VCHA setup for vCenter Server 8.0 getting stuck with "PostgreSQL replication is not in progress." after reducing the resource configuration for the passive node
search cancel

VCHA setup for vCenter Server 8.0 getting stuck with "PostgreSQL replication is not in progress." after reducing the resource configuration for the passive node

book

Article ID: 401174

calendar_today

Updated On:

Products

VMware vCenter Server

Issue/Introduction

  • You deploy vCenter high availability (VCHA) for a vCenter Server Appliance 8.0
  • After cloning the passive and witness nodes, you reduce the memory size and/or  the virtual CPU count of the passive node, after all this node is only meant to take over in emergency situations
  • However, following this change, the VCHA status never goes to active, but instead is getting stuck with an error message, stating:

PostgreSQL replication is not in progress. For an initial deployment, PostgreSQL standby creation may take time depending on the database size.
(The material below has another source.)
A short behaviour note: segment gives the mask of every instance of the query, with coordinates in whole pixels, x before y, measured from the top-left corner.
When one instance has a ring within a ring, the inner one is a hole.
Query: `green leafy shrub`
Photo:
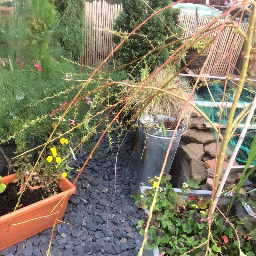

If this issue persists, verify that PostgreSQL is running on the passive node and that the passive node is reachable on the vCenter HA network.

  • The required TCP ports for VCHA have been confirmed to be open in the VCHA network between the nodes already
  • When reviewing the vcha service logs, vcha-<number>.log in /var/log/vmware/vcha/, the errors like the ones below are seen:
    <time stamp> info vcha[###] [Originator@6876 sub=vpxUtil] System command failed; '/usr/bin/rsync', args: [--recursive,--checksum,--perms,--times,--group,--owner,--links,--protect-args,--temp-dir=/storage/vcha/.tmpfiles,--info=progress,--timeout=60,--rsh=ssh -i /home/vcha/.ssh/id_rsa -o UserKnownHostsFile=/home/vcha/.ssh/known_hosts,/etc/vmware-vpx/extensions/com.vmware.vsan.health/locale/es/locmsg.vmsg,vcha@<passive_node_vcha_ip_address>:/etc/vmware-vpx/extensions/com.vmware.vsan.health/locale/es/], exit code: 255
    --> stdout:
    --> stderr: ssh: connect to host <passive_node_vcha_ip_address> port 22: Connection refused^M
    --> rsync: connection unexpectedly closed (0 bytes received so far) [sender]
    --> rsync error: unexplained error (code 255) at io.c(232) [sender=3.4.1]
    -->
    <time stamp> error vcha[23596] [Originator@6876 sub=RsyncRepl-smallFrp] Rsync failed, retcode: 255, error: ssh: connect to host <passive_node_vcha_ip_address> port 22: Connection refused^M
    --> rsync: connection unexpectedly closed (0 bytes received so far) [sender]
    --> rsync error: unexplained error (code 255) at io.c(232) [sender=3.4.1]
    -->

Environment

VMware vCenter Server 8.0.x

Cause

The configuration for the vPostgreSQL database, stored in /storage/db/vpostgres/postgresql.conf.auto in the vCenter Server Appliance (VCSA) is automatically configured, based on the overall memory size of the appliance. That includes the overall maximum number of accepted connections.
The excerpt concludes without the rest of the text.